Sixty-six patients had pituitary macroadenoma detected incidentally on radiological imaging (66/383; 17%) and secondary to headache in 41 patients (41/383; 11%). Twelve patients (12/377; 3%) were admitted due to pituitary apoplexy.
Treatment
With regards to treatment modality; 318 patients (318/383; 83%) were treated with surgery alone and 65 patients (65/383; 17%) received radiotherapy at some point after surgery. External beam irradiation of 50.4 Gray in 28 daily fractions was delivered to 63 patients while 2 patients were treated with Gamma Knife radiosurgery. Patients treated with surgery and radiotherapy were younger (median age = 53 years) than those treated with surgery alone (median age = 59 years) (p = 0.004). With regards to histological data, 271 patients (371/383; 97%) had gonadotroph adenomas and 12 patients (12/383; 3%) had plurihormonal adenomas, all were clinically and biochemically non-functioning.
Pituitary function after receiving therapy for NFPMs
New onset of hormone deficiency in patients with normal endocrine function at presentation:
The incidence of new individual pituitary hormone deficiency as well as anterior panhypopituitarism was significantly higher among patients received surgery and radiotherapy than those treated with surgery alone (Table 1.). The risk of developing endocrine insufficiency in those received irradiation varied from 3 times in the case of FSH/LH dysfunction to 9 times in central hypothyroidism.

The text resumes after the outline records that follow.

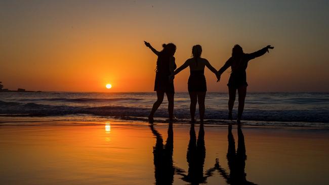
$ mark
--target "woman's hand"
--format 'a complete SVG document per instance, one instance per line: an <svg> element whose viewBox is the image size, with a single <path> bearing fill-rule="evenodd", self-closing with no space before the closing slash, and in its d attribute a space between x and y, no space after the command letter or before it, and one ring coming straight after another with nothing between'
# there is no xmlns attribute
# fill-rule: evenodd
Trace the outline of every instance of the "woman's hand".
<svg viewBox="0 0 329 185"><path fill-rule="evenodd" d="M168 78L169 78L169 81L173 81L174 79L175 78L175 75L174 74L172 74L169 75L169 77Z"/></svg>
<svg viewBox="0 0 329 185"><path fill-rule="evenodd" d="M217 78L217 82L221 80L221 75L219 74L219 72L216 73L216 77Z"/></svg>
<svg viewBox="0 0 329 185"><path fill-rule="evenodd" d="M147 47L150 48L151 47L151 44L150 44L149 42L147 42L147 41L146 41L145 40L144 41L144 43L145 44L145 45Z"/></svg>
<svg viewBox="0 0 329 185"><path fill-rule="evenodd" d="M272 49L274 49L274 47L272 47L272 46L271 46L271 45L267 45L266 46L266 48L267 49L267 53L269 53L269 52L268 52L268 49L271 49L271 50L272 50Z"/></svg>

Pituitary hormone recovery after treatment in patients presented with hypopituitarism:
When comparing pituitary function at latest review with baseline levels at presentation for those presented with pituitary dysfunction; pituitary-adrenal axis recovered in 41 patients (41/132; 31%) whereas reversal of growth hormone deficiency occurred in 28 patients (28/115; 24%) (Table 2). Normal gonadal function was observed in 36 patients (36/160; 23%) and secondary hypothyroidism resolved in 20 patients (20/157; 13%). Improvement in anterior panhypopituitarism was reported in 32 patients (32/100; 32%). Across the full cohort, younger age was observed to have a higher rate of improvement in gonadotropin deficiency (p = 0.004), secondary hypocortisolism (p = 0.01) and anterior panhypopituitarism (p = 0.006). Gender and evidence of complete resection of NFPMs on postoperative MRI scan was not related to frequency of pituitary recovery.

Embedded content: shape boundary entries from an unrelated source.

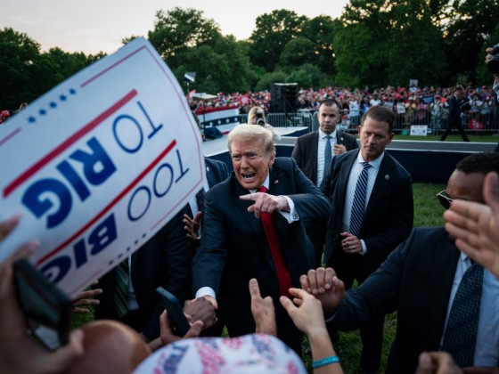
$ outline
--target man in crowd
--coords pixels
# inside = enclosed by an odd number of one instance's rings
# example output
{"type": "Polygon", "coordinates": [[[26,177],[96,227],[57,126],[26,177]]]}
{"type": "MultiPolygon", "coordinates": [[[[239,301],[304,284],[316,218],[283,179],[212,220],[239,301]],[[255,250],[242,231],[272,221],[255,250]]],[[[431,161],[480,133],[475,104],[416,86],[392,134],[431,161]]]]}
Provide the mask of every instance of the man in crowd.
{"type": "Polygon", "coordinates": [[[196,297],[219,306],[231,336],[255,330],[248,282],[272,297],[278,337],[301,352],[301,334],[279,304],[314,266],[303,222],[325,220],[327,199],[292,159],[275,159],[273,134],[240,125],[228,135],[234,173],[206,196],[204,229],[192,262],[196,297]]]}
{"type": "MultiPolygon", "coordinates": [[[[200,131],[197,116],[194,119],[200,131]]],[[[99,297],[100,305],[95,307],[96,319],[120,321],[143,332],[150,341],[160,336],[159,317],[163,311],[156,289],[165,288],[181,304],[192,298],[191,265],[195,240],[192,240],[192,235],[191,239],[186,237],[184,221],[199,224],[204,192],[228,176],[225,163],[205,158],[205,164],[207,184],[150,240],[100,280],[99,287],[103,293],[99,297]],[[197,214],[194,215],[192,212],[197,214]]],[[[198,313],[206,310],[205,301],[200,299],[189,304],[185,313],[200,318],[198,313]]],[[[205,323],[205,327],[211,324],[205,323]]]]}
{"type": "MultiPolygon", "coordinates": [[[[499,171],[499,154],[476,153],[460,161],[445,191],[483,203],[485,175],[499,171]]],[[[387,372],[413,372],[424,351],[447,351],[457,364],[496,366],[499,360],[499,280],[461,253],[443,226],[417,227],[380,268],[345,294],[341,278],[328,268],[302,277],[304,289],[334,312],[331,325],[354,329],[397,311],[396,339],[387,372]]]]}
{"type": "MultiPolygon", "coordinates": [[[[393,139],[395,115],[370,108],[359,126],[360,150],[335,157],[321,185],[331,201],[324,263],[346,289],[359,284],[409,236],[413,203],[411,175],[385,148],[393,139]]],[[[384,315],[361,328],[361,369],[375,372],[380,363],[384,315]]]]}
{"type": "MultiPolygon", "coordinates": [[[[299,137],[295,144],[292,158],[303,174],[316,186],[321,185],[334,156],[358,148],[355,136],[336,130],[340,118],[338,102],[331,99],[324,100],[317,113],[319,129],[299,137]]],[[[309,220],[306,223],[306,229],[314,245],[315,264],[319,266],[324,248],[326,222],[309,220]]]]}
{"type": "Polygon", "coordinates": [[[449,103],[449,114],[447,116],[447,126],[446,131],[442,134],[440,142],[444,142],[447,135],[452,133],[454,127],[456,127],[459,134],[464,142],[470,142],[468,135],[462,128],[462,123],[461,122],[461,113],[462,112],[462,106],[464,103],[462,88],[460,86],[455,87],[454,94],[448,101],[449,103]]]}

The likelihood of improvement in gonadotropins and TSH deficiencies as well as anterior panhypopituitarism for patients treated with surgery and radiotherapy was significantly less than those who underwent surgery only. Notably, none of TSH deficient patients regained normal thyroid function post irradiation.
Hypopituitarism for the full cohort at latest follow up:
In total, 165 patients (165/383; 43%) were GH deficient (Table 3). Secondary hypogonadism was reported in 178 patients (178/383; 46%) while 156 patients (156/383; 41%) suffered secondary hypercortisolism. Thyroid dysfunction was recorded in 206 patients (206/383; 54%) and 133 patients (133/383; 34%) had anterior panhypopituitarism. Twenty-three patients (23/383; 6%) developed permanent cranial diabetes insipidus. Anterior panhypopituitarism was more commonly observed in men (102/256; 40%) than women (31/127; 24%) (p = 0.003). Patients who received postoperative pituitary radiotherapy had a greater degree of partial and complete hypopituitarism than those treated with surgery alone. In addition, those who underwent surgery alone had higher GH, ACTH and TSH deficiency free survival probability than those who received surgery and radiotherapy (Figure 1.). Overall, 105 patients (105/383; 27%) had no evidence of pituitary dysfunction at latest endocrine evaluation.